By Sabari Raju
The internet gave creators infinite distribution. It also made them infinitely scrapable. This is the fundamental tension of the AI age. For artists, filmmakers, musicians, and influencers, the visibility required to build an audience comes at a cost: every shared post, video, song, or illustration becomes fuel for training the next generation of AI systems. In a world where machines learn by consuming what’s online, visibility turns into liability.
To thrive in the modern creator economy, one must publish widely. But in doing so, creators are also teaching the very systems that could replace them. This is not a future threat—it is already unfolding. The market for training data is booming, with significant sums being paid for curated video and creative assets. Yet much of what is most valuable was never licensed. It was scraped. And the creators behind it were neither asked nor compensated.

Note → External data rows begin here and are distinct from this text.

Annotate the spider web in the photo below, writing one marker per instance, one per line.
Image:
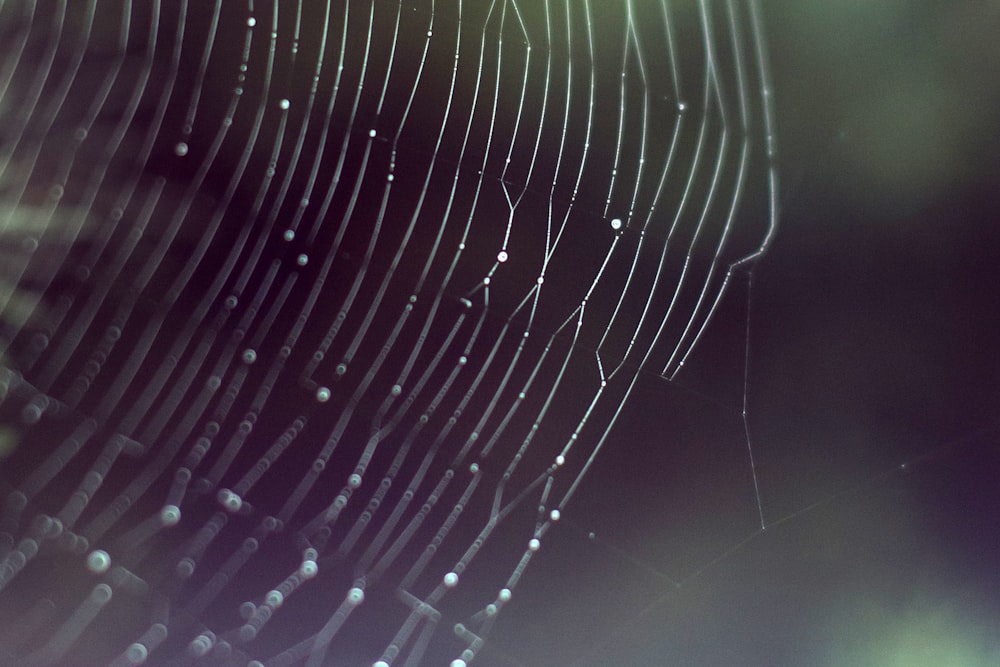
(316, 315)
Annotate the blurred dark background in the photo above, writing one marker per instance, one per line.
(873, 391)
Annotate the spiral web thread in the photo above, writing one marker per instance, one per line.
(337, 301)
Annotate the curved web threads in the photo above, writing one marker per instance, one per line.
(315, 315)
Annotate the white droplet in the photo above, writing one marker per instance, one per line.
(98, 561)
(170, 515)
(308, 569)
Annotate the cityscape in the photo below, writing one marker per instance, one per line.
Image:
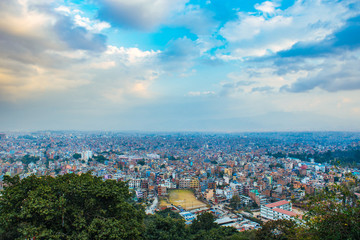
(244, 179)
(179, 119)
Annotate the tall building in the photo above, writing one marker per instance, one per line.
(2, 136)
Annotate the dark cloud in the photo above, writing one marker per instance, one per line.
(336, 77)
(347, 38)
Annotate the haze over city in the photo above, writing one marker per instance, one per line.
(180, 65)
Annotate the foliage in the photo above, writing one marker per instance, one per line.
(68, 207)
(280, 229)
(334, 213)
(204, 221)
(168, 213)
(348, 157)
(164, 228)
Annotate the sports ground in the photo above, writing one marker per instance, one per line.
(184, 198)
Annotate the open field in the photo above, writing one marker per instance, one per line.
(185, 198)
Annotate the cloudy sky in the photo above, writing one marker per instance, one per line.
(180, 65)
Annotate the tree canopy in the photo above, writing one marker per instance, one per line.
(68, 207)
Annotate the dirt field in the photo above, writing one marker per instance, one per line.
(185, 198)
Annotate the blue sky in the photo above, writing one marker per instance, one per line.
(180, 65)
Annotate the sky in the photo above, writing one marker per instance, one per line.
(180, 65)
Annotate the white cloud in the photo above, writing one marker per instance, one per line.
(259, 35)
(139, 14)
(90, 25)
(266, 7)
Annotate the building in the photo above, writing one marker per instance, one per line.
(277, 210)
(2, 136)
(184, 183)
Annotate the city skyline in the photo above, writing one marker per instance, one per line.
(181, 65)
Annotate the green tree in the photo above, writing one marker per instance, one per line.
(68, 207)
(168, 213)
(280, 229)
(334, 213)
(204, 221)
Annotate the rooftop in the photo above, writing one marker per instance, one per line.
(277, 204)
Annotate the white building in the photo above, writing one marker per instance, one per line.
(277, 210)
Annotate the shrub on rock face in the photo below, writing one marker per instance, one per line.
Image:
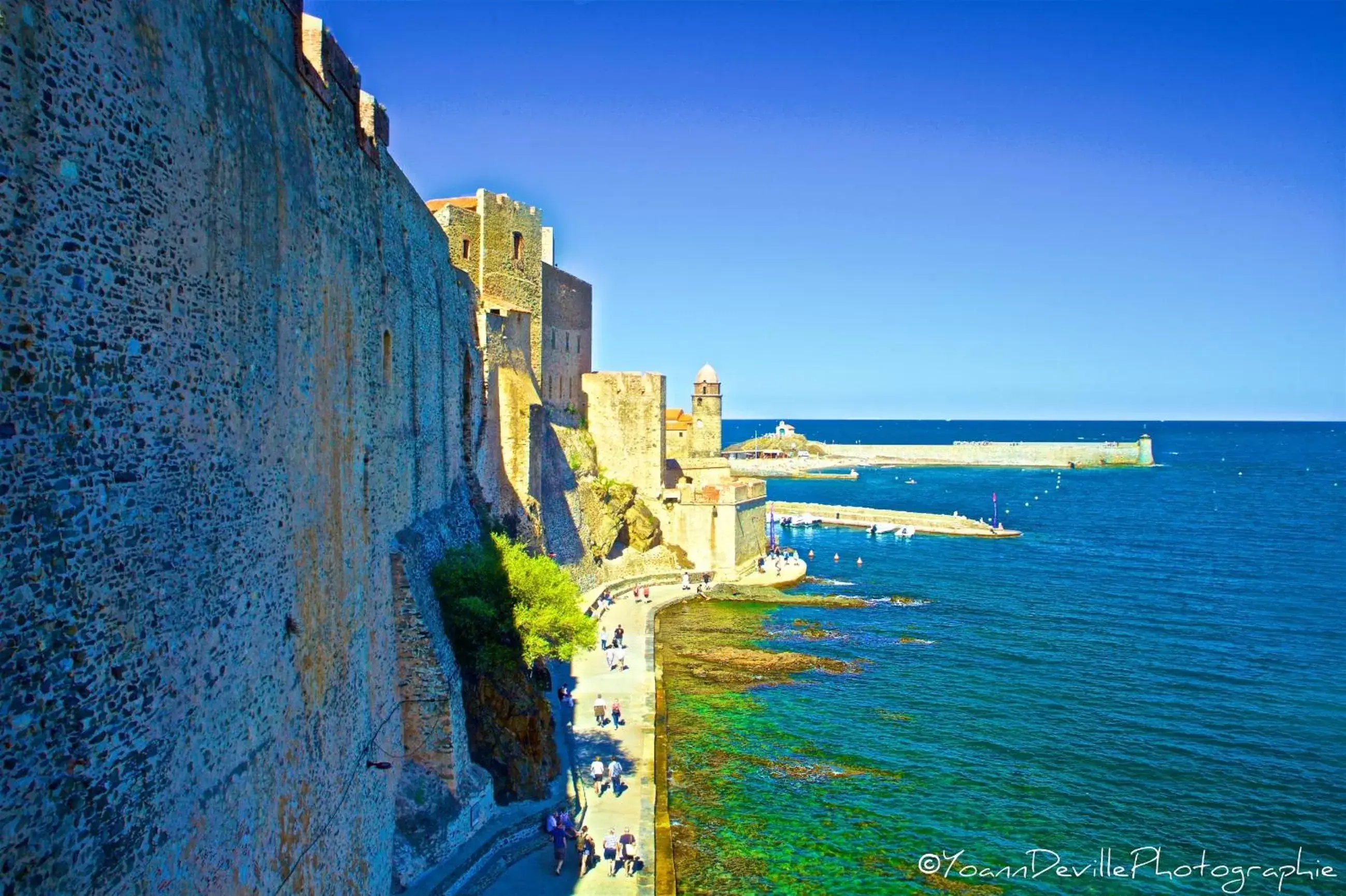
(503, 606)
(642, 528)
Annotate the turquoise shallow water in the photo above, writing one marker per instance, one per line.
(1156, 663)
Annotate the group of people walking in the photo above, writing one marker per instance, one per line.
(601, 711)
(617, 850)
(614, 650)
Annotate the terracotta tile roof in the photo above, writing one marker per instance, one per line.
(458, 202)
(504, 305)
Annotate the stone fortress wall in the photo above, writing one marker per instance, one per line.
(253, 386)
(626, 422)
(567, 336)
(237, 420)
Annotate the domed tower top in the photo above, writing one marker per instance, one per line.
(707, 381)
(706, 413)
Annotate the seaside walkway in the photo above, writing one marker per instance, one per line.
(865, 517)
(633, 743)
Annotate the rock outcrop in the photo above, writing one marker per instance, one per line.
(510, 732)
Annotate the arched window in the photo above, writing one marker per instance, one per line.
(388, 357)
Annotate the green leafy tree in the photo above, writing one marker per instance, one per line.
(504, 606)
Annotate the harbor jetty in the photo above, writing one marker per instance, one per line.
(749, 459)
(867, 517)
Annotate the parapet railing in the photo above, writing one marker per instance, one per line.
(326, 68)
(732, 493)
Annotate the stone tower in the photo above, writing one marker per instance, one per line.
(706, 413)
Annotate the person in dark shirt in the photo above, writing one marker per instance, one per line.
(559, 836)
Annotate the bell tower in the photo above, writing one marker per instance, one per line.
(706, 413)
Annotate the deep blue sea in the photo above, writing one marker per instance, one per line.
(1158, 663)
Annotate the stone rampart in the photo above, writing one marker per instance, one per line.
(236, 365)
(626, 422)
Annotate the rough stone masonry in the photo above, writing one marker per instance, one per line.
(239, 379)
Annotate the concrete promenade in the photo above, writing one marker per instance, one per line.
(632, 743)
(865, 517)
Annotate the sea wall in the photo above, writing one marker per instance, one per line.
(239, 379)
(1002, 454)
(983, 454)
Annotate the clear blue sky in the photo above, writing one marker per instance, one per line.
(1057, 210)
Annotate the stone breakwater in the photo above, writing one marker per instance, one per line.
(966, 454)
(863, 517)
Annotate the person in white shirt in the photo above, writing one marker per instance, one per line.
(601, 711)
(610, 850)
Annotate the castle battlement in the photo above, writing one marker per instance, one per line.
(322, 64)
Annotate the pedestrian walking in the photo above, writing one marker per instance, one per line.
(601, 711)
(610, 845)
(626, 844)
(559, 837)
(586, 848)
(599, 771)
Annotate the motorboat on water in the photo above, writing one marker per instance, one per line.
(883, 529)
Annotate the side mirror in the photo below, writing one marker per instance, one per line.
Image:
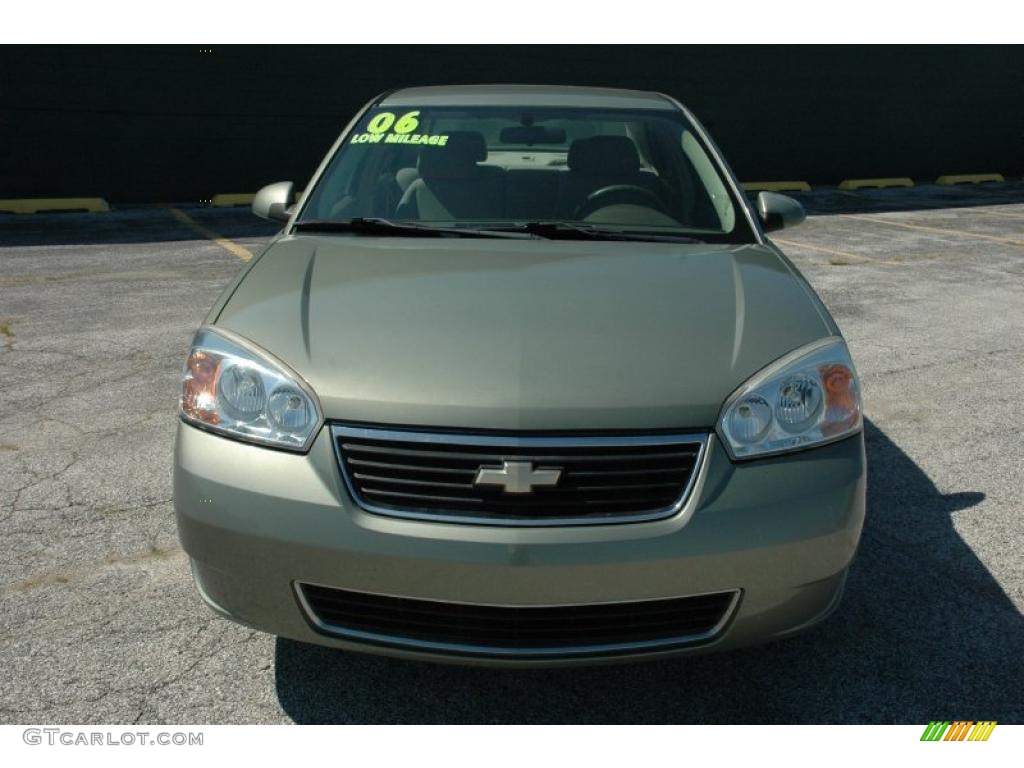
(273, 202)
(778, 211)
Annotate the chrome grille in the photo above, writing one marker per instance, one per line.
(601, 479)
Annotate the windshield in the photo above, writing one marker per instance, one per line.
(625, 170)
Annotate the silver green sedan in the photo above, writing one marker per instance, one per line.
(521, 381)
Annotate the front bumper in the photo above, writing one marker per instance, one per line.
(257, 521)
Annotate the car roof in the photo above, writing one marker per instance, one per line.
(525, 95)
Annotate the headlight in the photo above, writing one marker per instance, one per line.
(808, 397)
(235, 389)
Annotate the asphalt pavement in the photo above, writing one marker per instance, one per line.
(100, 622)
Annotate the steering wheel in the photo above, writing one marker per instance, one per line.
(617, 195)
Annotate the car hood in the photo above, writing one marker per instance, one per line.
(522, 334)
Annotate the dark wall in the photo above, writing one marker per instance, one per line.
(176, 124)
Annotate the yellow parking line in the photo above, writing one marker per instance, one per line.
(857, 258)
(941, 230)
(231, 247)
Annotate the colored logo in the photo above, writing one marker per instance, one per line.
(958, 730)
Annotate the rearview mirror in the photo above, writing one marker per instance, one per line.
(273, 202)
(778, 211)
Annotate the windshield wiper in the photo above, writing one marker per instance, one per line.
(374, 225)
(583, 230)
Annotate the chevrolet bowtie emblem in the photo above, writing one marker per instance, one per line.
(516, 477)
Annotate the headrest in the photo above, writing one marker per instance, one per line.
(457, 158)
(603, 156)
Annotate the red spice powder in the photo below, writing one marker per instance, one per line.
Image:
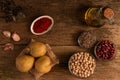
(42, 25)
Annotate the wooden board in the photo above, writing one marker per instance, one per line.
(62, 38)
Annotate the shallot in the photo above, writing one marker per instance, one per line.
(7, 34)
(15, 36)
(8, 46)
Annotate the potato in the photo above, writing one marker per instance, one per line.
(43, 64)
(37, 49)
(24, 63)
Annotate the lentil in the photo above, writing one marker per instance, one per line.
(86, 39)
(105, 50)
(82, 67)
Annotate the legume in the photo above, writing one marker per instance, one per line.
(82, 64)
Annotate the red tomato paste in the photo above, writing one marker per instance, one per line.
(42, 25)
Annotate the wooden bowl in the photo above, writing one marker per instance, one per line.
(96, 53)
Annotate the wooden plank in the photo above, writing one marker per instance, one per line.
(67, 25)
(109, 70)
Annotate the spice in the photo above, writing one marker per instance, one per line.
(87, 39)
(82, 64)
(42, 25)
(10, 10)
(99, 15)
(105, 50)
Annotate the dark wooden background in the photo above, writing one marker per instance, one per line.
(62, 38)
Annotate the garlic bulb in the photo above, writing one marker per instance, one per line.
(15, 37)
(7, 34)
(8, 46)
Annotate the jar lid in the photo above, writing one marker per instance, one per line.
(108, 13)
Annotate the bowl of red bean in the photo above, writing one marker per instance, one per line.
(104, 50)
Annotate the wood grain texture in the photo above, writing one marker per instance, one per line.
(104, 71)
(62, 38)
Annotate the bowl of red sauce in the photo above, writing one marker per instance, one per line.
(42, 25)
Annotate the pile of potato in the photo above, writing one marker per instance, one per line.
(36, 56)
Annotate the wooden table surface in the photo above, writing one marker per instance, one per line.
(62, 38)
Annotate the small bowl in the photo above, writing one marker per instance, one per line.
(104, 59)
(49, 28)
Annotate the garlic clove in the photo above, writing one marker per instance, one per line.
(8, 46)
(7, 34)
(15, 36)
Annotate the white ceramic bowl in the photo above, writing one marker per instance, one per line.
(45, 16)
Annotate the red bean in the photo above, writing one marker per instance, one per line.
(105, 49)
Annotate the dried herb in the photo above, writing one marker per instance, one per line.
(10, 11)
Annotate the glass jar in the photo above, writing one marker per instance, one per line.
(98, 16)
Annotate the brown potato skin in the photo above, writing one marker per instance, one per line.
(43, 64)
(24, 63)
(37, 49)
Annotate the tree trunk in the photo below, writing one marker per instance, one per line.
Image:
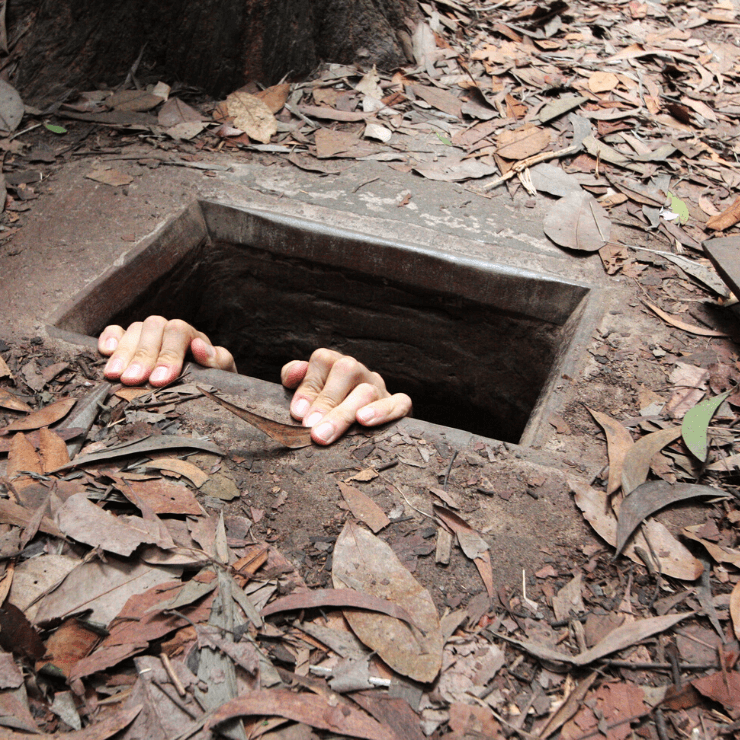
(217, 45)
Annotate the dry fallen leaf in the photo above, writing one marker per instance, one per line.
(364, 508)
(275, 97)
(618, 443)
(735, 609)
(288, 435)
(728, 218)
(675, 559)
(522, 142)
(252, 116)
(345, 598)
(365, 563)
(636, 464)
(691, 328)
(577, 221)
(310, 709)
(111, 177)
(650, 497)
(53, 450)
(43, 417)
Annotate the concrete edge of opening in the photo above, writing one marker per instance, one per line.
(579, 306)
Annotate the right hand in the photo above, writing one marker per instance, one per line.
(155, 349)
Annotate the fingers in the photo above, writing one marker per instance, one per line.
(108, 340)
(387, 409)
(334, 423)
(293, 373)
(155, 350)
(335, 390)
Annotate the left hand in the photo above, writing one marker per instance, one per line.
(334, 390)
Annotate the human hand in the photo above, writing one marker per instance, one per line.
(335, 390)
(155, 350)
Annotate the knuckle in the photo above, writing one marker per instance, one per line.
(368, 391)
(347, 366)
(169, 357)
(323, 356)
(155, 321)
(177, 325)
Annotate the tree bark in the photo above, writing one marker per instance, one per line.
(217, 45)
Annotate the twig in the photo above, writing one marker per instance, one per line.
(449, 468)
(522, 164)
(171, 673)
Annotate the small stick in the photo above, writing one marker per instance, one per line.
(171, 673)
(524, 163)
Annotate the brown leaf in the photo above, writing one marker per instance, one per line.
(111, 177)
(165, 497)
(618, 442)
(252, 116)
(729, 217)
(637, 460)
(175, 112)
(441, 99)
(735, 609)
(4, 369)
(43, 417)
(182, 467)
(331, 114)
(275, 97)
(11, 676)
(11, 513)
(471, 543)
(648, 498)
(722, 687)
(365, 563)
(577, 221)
(618, 639)
(101, 730)
(17, 634)
(288, 435)
(472, 721)
(22, 457)
(340, 597)
(602, 82)
(691, 328)
(100, 587)
(364, 508)
(310, 709)
(83, 521)
(133, 100)
(71, 642)
(675, 559)
(522, 142)
(9, 401)
(53, 450)
(144, 446)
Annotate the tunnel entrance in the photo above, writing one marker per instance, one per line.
(473, 344)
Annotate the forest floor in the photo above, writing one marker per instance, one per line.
(180, 573)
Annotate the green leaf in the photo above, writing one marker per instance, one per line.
(695, 423)
(679, 208)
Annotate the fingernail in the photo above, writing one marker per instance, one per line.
(313, 420)
(159, 374)
(132, 372)
(300, 407)
(324, 432)
(114, 367)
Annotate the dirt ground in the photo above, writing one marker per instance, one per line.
(540, 630)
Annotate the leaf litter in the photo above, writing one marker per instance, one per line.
(522, 94)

AI companies require vast volumes of training material, and the easiest source is the open internet. Publicly shared media—text, images, video, audio—is routinely extracted and used to fine-tune AI models. What emerges is a new kind of supply chain, not built on chips or code, but on human culture. And, like many early supply chains, it is extractive by design.
The process is straightforward. Creators make original content. They publish it online to gain traction. AI systems ingest that content as training data. Eventually, those same systems generate imitations—faster, cheaper, and often without credit to the source. In traditional industries, this might be called vertical integration. In tech, it’s disruption.
As awareness of this pattern grows, resistance is building. New approaches are emerging to address compensation. Platform-level funds are being formed to remunerate contributors whose work is used in training datasets. Licensing mechanisms are appearing, offering content creators formal ways to opt in and receive payment. Some experiments explore pay-per-use attribution, where users are more receptive to AI-generated work if the original creator is acknowledged. Others propose community-owned models, where creators directly upload and license their data under their own governance.
Yet these solutions all share a common limitation: they operate retroactively. None address the foundational asymmetry—that AI systems are built with data they did not originally earn permission to use. The tools are valuable, but the raw material was collected without negotiation.
From a creator’s perspective, this feels exploitative. From an AI developer’s view, it may fall under fair use. Legally, the situation remains unresolved. Strategically, it’s shaky ground. What’s becoming clearer, however, is that creators are realising their true value lies not only in polished products, but in the cultural DNA embedded in their work. And that culture is not evenly distributed.
The most distinctive content—the regional accents, the ritual expressions, the visual styles born from specific places and people—will be the most valuable to future models. It is not just about art. It is about representation. And those who create it are the first to be mimicked, and often, the first to be sidelined.
What comes next is not likely to be fixed through regulation alone. The real leverage lies in strategy. And that means deals. Expect new types of licensing agents to emerge—entities that represent creators’ rights the way collective management organisations once did for music. These intermediaries will broker access to video, memes, dialects, and more, optimised not for public viewership, but for machine comprehension.
We will also see the emergence of cultural premium pricing. As AI seeks to become more global, the demand for underrepresented data will grow. Content from historically overlooked communities won’t just be culturally important—it will be technically essential for reducing model bias and improving contextual accuracy.
Finally, expect creators to reclaim visibility as leverage. Watermarking, fingerprinting, or inclusion in decentralised, structured repositories will become more common. If a machine wants to train on original human work, it will need to pay for access—not just to the file, but to the permission.
For creators, this may feel like a bittersweet moment. The tools you helped train might one day outperform you. But that same reality gives you leverage. You are now part of the AI supply chain. That means you can negotiate your role in it—if you recognise your value and act accordingly.
For AI companies, the existential threat isn’t litigation. It’s a shrinking pool of credible, diverse training data. Synthetic content can supplement real data, but it can’t replace it entirely. At some point, training on your own outputs leads to degradation. To build smarter systems, you still need the real thing. And that means humans.
This is not just a technical arms race. It is a negotiation over culture, ownership, and agency. And it will be shaped by whoever understands the strategic trade first—and defines the new terms of engagement.
(Sabari Raju, Co-Founder and Chief Technology Officer of Clairva.ai.)
Views are personal, and do not represent the stance of this publication.